(Created by TODAY with our sponsor Snickers.)
For millions of fall fans, Halloween season starts just as the weather starts to get chillier. But for those in the candy business, that season really just runs throughout the whole year.
"We're thinking about Halloween well before [it] happens, so it is a constant all yearlong preoccupation for us, for sure," Vic Mehren, Mars Wrigley's chief operating officer told TODAY Food.
To get an on-the-ground look at what really goes into making some of the many candies Mars produces, TODAY Food visited one of the company's factories in Oak Park, Illinois — where they make Fun Size Snickers!
Candy might be a fun business, but it's also a big business, especially at Halloween. "It actually is one of our biggest selling seasons, as you could imagine," said Mehren. "We're planning new items over a year out."
Mars starts producing all that Halloween candy in the spring before the holiday and keeps its factories running "throughout the entire summer" so everything is ready to be shipped out by late September. Halloween season, Mehren added, is basically like the Super Bowl for Mars.
According to the candy company, more than 75 percent of American households pass out candy to trick-or-treaters and in 2017, more than 178 million Americans participated in Halloween in some way with candy, costumes or decor.

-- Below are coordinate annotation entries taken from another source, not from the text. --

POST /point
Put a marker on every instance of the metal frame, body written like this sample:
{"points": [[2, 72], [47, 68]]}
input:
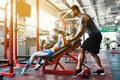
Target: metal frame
{"points": [[10, 63], [56, 62]]}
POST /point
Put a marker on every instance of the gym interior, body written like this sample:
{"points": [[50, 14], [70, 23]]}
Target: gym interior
{"points": [[25, 24]]}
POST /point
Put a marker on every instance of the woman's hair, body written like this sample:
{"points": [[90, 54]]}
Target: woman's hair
{"points": [[43, 42], [75, 7]]}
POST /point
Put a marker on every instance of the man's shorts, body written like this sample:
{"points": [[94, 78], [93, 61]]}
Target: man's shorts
{"points": [[92, 43]]}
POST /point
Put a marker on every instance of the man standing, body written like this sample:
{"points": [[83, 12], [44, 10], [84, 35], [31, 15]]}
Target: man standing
{"points": [[91, 44]]}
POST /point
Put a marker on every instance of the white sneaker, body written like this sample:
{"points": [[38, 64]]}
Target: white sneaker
{"points": [[37, 66], [25, 71]]}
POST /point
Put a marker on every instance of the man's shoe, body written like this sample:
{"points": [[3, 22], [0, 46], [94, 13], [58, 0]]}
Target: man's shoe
{"points": [[99, 72], [37, 66], [77, 73], [25, 71]]}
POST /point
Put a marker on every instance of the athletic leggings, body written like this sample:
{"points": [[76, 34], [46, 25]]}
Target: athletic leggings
{"points": [[39, 54]]}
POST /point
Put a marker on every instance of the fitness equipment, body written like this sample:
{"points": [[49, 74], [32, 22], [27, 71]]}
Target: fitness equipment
{"points": [[54, 59]]}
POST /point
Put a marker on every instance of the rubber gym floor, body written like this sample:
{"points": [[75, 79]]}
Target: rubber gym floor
{"points": [[110, 62]]}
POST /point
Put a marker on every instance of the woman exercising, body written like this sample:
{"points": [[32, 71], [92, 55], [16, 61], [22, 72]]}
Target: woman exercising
{"points": [[42, 53]]}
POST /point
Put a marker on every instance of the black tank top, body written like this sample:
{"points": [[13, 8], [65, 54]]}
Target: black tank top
{"points": [[91, 27]]}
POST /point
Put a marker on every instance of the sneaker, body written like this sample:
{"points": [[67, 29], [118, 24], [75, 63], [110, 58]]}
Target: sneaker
{"points": [[77, 73], [37, 66], [99, 72], [25, 71]]}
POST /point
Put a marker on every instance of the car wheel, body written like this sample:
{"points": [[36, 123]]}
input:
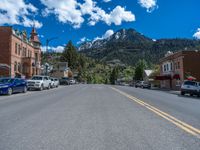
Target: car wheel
{"points": [[49, 87], [42, 87], [182, 93], [10, 91], [25, 89]]}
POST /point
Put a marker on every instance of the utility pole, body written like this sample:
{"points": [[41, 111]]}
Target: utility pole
{"points": [[47, 45]]}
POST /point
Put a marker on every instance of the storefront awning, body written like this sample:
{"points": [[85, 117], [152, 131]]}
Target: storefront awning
{"points": [[164, 77], [176, 76], [191, 78]]}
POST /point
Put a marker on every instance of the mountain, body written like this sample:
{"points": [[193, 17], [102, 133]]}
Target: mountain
{"points": [[127, 46]]}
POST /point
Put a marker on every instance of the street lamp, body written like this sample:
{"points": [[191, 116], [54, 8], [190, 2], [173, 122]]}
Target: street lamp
{"points": [[47, 45], [48, 41]]}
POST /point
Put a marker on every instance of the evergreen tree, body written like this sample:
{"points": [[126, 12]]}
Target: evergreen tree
{"points": [[139, 70], [70, 55], [114, 75]]}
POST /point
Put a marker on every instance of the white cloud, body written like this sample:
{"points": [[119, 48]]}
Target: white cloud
{"points": [[58, 49], [106, 1], [150, 5], [73, 12], [82, 40], [18, 13], [106, 35], [197, 34], [65, 10]]}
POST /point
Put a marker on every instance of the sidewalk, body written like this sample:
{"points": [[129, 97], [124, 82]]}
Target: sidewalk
{"points": [[166, 90]]}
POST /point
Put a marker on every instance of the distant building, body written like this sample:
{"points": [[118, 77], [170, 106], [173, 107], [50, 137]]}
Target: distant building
{"points": [[147, 75], [21, 53], [177, 67], [60, 69]]}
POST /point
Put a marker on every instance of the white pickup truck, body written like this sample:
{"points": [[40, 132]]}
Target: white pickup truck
{"points": [[39, 82]]}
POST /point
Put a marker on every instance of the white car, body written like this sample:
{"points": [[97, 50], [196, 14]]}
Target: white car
{"points": [[190, 87], [56, 82], [52, 82], [39, 82]]}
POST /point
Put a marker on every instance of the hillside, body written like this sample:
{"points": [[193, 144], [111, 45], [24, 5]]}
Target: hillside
{"points": [[128, 46]]}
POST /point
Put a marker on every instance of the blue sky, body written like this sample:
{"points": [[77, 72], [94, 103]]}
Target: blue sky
{"points": [[80, 20]]}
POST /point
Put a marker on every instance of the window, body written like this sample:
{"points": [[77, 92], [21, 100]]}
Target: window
{"points": [[179, 65], [15, 66], [15, 48], [19, 67], [28, 53], [171, 66], [19, 48], [25, 52]]}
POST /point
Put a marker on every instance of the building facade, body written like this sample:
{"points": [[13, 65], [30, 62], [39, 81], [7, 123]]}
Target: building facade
{"points": [[60, 70], [21, 53], [177, 67]]}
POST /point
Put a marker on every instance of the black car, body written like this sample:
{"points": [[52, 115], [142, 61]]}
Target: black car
{"points": [[143, 84], [64, 81]]}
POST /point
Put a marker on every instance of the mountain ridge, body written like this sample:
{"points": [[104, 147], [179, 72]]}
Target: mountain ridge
{"points": [[128, 46]]}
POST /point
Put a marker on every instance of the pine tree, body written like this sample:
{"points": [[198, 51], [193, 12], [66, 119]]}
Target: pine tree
{"points": [[139, 70], [114, 75], [70, 55]]}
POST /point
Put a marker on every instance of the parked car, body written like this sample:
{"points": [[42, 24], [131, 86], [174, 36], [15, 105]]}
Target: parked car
{"points": [[52, 82], [72, 81], [190, 87], [64, 81], [9, 86], [143, 84], [56, 82], [39, 82]]}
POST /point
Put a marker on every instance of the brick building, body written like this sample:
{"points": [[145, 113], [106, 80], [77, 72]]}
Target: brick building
{"points": [[21, 53], [177, 67]]}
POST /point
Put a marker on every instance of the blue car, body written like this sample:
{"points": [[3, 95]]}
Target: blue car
{"points": [[8, 86]]}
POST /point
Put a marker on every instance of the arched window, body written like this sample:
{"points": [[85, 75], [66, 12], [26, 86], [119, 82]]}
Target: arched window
{"points": [[15, 66], [19, 67]]}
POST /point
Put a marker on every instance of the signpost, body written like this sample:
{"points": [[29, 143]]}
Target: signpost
{"points": [[5, 66]]}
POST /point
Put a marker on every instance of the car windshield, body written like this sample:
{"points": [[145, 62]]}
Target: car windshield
{"points": [[4, 81], [36, 78], [65, 78], [190, 83]]}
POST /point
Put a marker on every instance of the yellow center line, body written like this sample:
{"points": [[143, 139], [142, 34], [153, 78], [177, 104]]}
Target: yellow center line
{"points": [[184, 126]]}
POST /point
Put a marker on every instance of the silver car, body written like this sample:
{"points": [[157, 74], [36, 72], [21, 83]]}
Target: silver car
{"points": [[190, 87]]}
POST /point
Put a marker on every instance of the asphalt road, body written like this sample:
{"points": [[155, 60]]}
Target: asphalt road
{"points": [[97, 117]]}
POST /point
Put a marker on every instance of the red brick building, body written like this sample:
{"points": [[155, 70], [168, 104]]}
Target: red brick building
{"points": [[21, 53], [177, 67]]}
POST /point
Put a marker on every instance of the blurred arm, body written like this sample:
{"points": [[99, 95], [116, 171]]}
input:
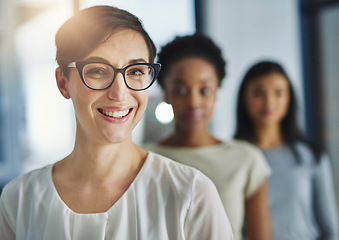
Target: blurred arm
{"points": [[258, 220]]}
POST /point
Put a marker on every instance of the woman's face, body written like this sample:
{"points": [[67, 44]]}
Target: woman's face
{"points": [[93, 107], [191, 88], [267, 99]]}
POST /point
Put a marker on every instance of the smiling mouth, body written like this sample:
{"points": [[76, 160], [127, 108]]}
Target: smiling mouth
{"points": [[114, 114]]}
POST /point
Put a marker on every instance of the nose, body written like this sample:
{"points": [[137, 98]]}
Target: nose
{"points": [[193, 100], [118, 90], [269, 100]]}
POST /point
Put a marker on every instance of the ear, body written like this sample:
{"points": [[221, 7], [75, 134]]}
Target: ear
{"points": [[62, 83]]}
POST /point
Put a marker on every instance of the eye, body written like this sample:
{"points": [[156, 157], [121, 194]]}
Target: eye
{"points": [[279, 92], [97, 71], [206, 91], [258, 92], [137, 71]]}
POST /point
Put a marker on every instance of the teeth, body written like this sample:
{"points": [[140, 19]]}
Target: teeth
{"points": [[115, 114]]}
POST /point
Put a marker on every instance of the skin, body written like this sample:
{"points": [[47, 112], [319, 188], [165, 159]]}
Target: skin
{"points": [[267, 99], [104, 154], [191, 88]]}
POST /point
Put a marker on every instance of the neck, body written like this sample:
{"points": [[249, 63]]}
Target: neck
{"points": [[190, 139], [268, 136], [104, 162]]}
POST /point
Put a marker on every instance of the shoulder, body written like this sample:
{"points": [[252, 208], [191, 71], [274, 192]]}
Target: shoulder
{"points": [[172, 168], [246, 151], [27, 184], [305, 153]]}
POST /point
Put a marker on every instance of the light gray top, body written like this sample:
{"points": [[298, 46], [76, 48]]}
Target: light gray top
{"points": [[301, 195]]}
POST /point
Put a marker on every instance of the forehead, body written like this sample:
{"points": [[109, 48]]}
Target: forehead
{"points": [[270, 80], [121, 47], [192, 69]]}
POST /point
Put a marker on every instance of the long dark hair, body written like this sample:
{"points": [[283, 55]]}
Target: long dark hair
{"points": [[289, 127]]}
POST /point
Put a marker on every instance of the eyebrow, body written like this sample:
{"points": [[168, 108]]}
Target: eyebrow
{"points": [[103, 60], [202, 81]]}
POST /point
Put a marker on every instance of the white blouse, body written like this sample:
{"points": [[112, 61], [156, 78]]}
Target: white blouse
{"points": [[167, 200]]}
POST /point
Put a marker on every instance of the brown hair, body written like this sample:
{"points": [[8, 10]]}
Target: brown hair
{"points": [[90, 27]]}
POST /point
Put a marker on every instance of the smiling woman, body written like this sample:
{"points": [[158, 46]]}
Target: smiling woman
{"points": [[108, 187]]}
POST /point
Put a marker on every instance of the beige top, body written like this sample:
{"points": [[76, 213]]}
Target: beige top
{"points": [[237, 169]]}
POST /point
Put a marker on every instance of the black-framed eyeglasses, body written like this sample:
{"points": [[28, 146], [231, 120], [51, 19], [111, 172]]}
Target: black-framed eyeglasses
{"points": [[100, 76]]}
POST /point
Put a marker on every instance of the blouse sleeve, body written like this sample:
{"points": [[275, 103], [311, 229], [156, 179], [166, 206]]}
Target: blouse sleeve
{"points": [[325, 206], [206, 218], [7, 228], [258, 171]]}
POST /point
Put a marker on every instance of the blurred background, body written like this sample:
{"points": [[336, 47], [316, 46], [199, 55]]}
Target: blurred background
{"points": [[37, 126]]}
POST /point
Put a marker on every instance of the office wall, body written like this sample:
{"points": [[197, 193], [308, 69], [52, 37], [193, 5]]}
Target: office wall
{"points": [[249, 31]]}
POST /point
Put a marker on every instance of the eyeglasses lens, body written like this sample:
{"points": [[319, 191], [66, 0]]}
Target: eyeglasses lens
{"points": [[100, 76]]}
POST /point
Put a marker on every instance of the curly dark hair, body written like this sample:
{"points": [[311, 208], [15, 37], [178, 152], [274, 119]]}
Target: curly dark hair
{"points": [[196, 45]]}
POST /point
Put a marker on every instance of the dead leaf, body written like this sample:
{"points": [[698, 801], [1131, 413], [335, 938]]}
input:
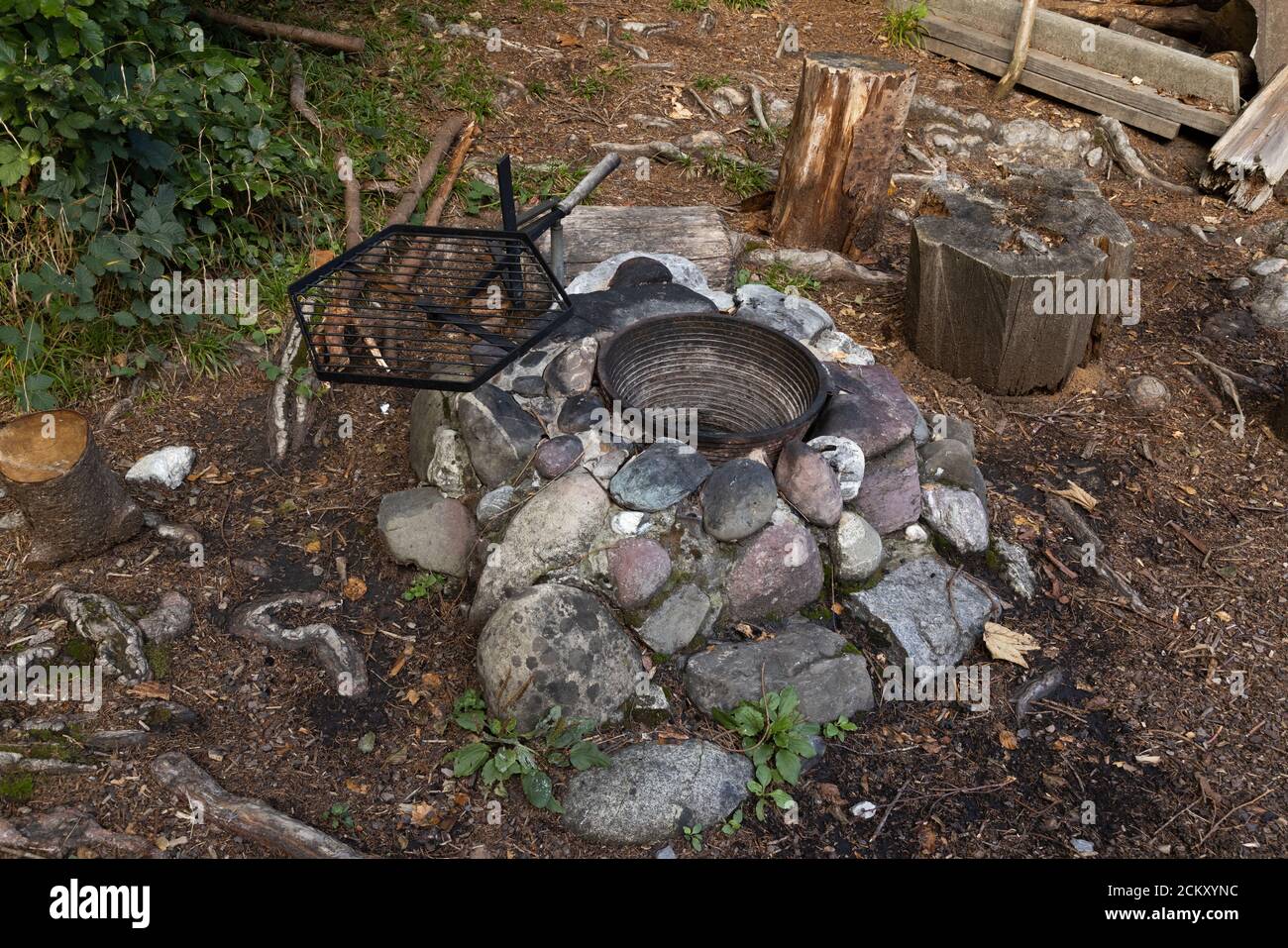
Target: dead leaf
{"points": [[1009, 646]]}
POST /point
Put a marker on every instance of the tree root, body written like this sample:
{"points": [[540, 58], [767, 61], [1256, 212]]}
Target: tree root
{"points": [[338, 652]]}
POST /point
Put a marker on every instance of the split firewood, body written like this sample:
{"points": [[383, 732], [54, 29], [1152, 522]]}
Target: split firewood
{"points": [[245, 817], [820, 264], [1022, 38], [63, 831], [119, 638], [1113, 138], [72, 501], [336, 652], [283, 31]]}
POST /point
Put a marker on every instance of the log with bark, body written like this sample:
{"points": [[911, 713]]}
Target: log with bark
{"points": [[835, 176], [1252, 156], [284, 31], [73, 504], [991, 273], [245, 817]]}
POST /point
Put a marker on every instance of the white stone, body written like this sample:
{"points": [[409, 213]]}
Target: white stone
{"points": [[163, 468]]}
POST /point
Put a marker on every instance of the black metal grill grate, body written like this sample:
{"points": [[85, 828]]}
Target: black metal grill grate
{"points": [[428, 307]]}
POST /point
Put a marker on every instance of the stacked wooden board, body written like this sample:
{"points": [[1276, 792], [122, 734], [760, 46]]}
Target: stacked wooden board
{"points": [[1140, 82]]}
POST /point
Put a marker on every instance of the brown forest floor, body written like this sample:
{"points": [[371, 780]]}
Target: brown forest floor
{"points": [[1173, 763]]}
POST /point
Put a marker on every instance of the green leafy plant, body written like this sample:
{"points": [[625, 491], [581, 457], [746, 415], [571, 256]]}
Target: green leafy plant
{"points": [[338, 817], [777, 738], [501, 753], [423, 584], [903, 29]]}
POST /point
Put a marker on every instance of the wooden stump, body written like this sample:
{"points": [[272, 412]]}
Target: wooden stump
{"points": [[835, 175], [75, 505], [1013, 286]]}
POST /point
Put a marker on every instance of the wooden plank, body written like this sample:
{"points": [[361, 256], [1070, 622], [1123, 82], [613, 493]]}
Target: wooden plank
{"points": [[593, 233], [1142, 33], [1100, 48], [1067, 93], [1082, 77]]}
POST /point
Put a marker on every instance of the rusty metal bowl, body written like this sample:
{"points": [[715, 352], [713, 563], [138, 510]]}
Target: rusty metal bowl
{"points": [[751, 386]]}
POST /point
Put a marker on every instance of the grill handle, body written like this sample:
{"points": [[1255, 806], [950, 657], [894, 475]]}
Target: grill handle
{"points": [[592, 179]]}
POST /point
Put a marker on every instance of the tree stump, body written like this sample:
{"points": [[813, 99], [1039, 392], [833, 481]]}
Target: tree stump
{"points": [[75, 505], [1012, 286], [835, 176]]}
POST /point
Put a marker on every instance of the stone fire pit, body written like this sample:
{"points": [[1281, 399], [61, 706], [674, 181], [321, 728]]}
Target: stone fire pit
{"points": [[588, 550]]}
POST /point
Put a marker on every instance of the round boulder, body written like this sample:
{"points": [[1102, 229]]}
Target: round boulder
{"points": [[554, 644]]}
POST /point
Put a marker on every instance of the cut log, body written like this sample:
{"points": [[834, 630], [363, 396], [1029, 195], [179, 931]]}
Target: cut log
{"points": [[593, 233], [245, 817], [1013, 285], [1252, 156], [73, 504], [1183, 21], [835, 178], [1099, 48]]}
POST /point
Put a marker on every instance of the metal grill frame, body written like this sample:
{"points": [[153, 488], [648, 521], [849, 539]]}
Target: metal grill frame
{"points": [[559, 312]]}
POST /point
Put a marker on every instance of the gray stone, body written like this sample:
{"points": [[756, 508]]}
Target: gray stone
{"points": [[957, 515], [870, 408], [430, 410], [1147, 393], [807, 481], [500, 436], [778, 572], [557, 456], [423, 527], [797, 316], [846, 460], [165, 468], [660, 475], [855, 549], [911, 605], [579, 412], [493, 504], [948, 462], [829, 681], [677, 621], [554, 644], [638, 569], [890, 497], [738, 498], [1016, 570], [451, 471], [653, 791], [555, 528], [572, 371]]}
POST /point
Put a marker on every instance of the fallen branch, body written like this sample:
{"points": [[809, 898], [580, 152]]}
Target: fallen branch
{"points": [[283, 31], [434, 213], [245, 817], [820, 264], [336, 652], [1022, 38], [62, 831]]}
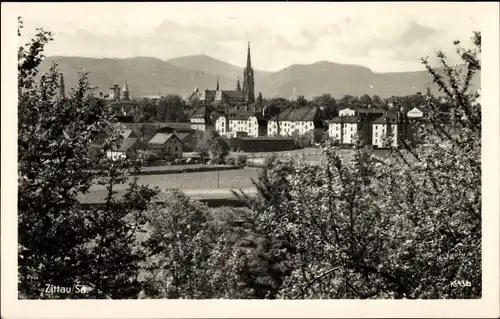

This year, Mars is introducing new variety packs of fun-size treats, glow-in-the-dark packs and more. But for many loyal customers, classic candies that they grew up with are still No. 1.
For Mehren, that childhood favorite was Snickers. "I remember I would have a paper route and after my paper route was over I stopped at the store and I would always treat myself." Another representative for Mars confirmed that millions Snickers are sold annually around the world and people who just want to be satisfied spend over $1 billion on the classic candy bar.
One of the reasons that the classics have remained a favorite is because they have retained the same look and taste for years. "Largely, the same basic Snickers bar or pack of M&M's that the people were eating before are the same basic recipe we have now," said Mehren. "Now, sometimes we will find ways to improve upon things, but it's really more minimal."
For Snickers, that basic recipe is a nougat base made with egg whites, sugar and vanilla (a mixture Mars called "frap"). Then, freshly roasted peanuts are covered in caramel. The caramel mixture is layered on top of the nougat then machines cut the mixture into long, thin bars. Those bars are cut to size (4 inches for a large snickers and 2 inches for a Fun Size) and then covered in creamy milk chocolate.
Of course, like any company, Mars isn't immune to experimenting with tasty new trends.
Pumpkin spice is everywhere each fall and Mars has certainly been paying attention, with releases like M&M’s White Pumpkin Pie flavor. They also recently rolled our three new varieties of Snickers featuring creamy nut butters (almond and peanut) used in place of the traditional vanilla-flavored nougat.
But the unique flavored items are a relatively humble piece of the pie. "New items are actually a much smaller part of the season," Mehren said. One new trend he has seen grow recently? Variety bags.
"What I've learned [is that] more and more people are looking for variety because people want to be able to offer variety when trick-or-treaters come to their door," he said. "So the fastest growing part of the confectionery category and Halloween are the variety bags."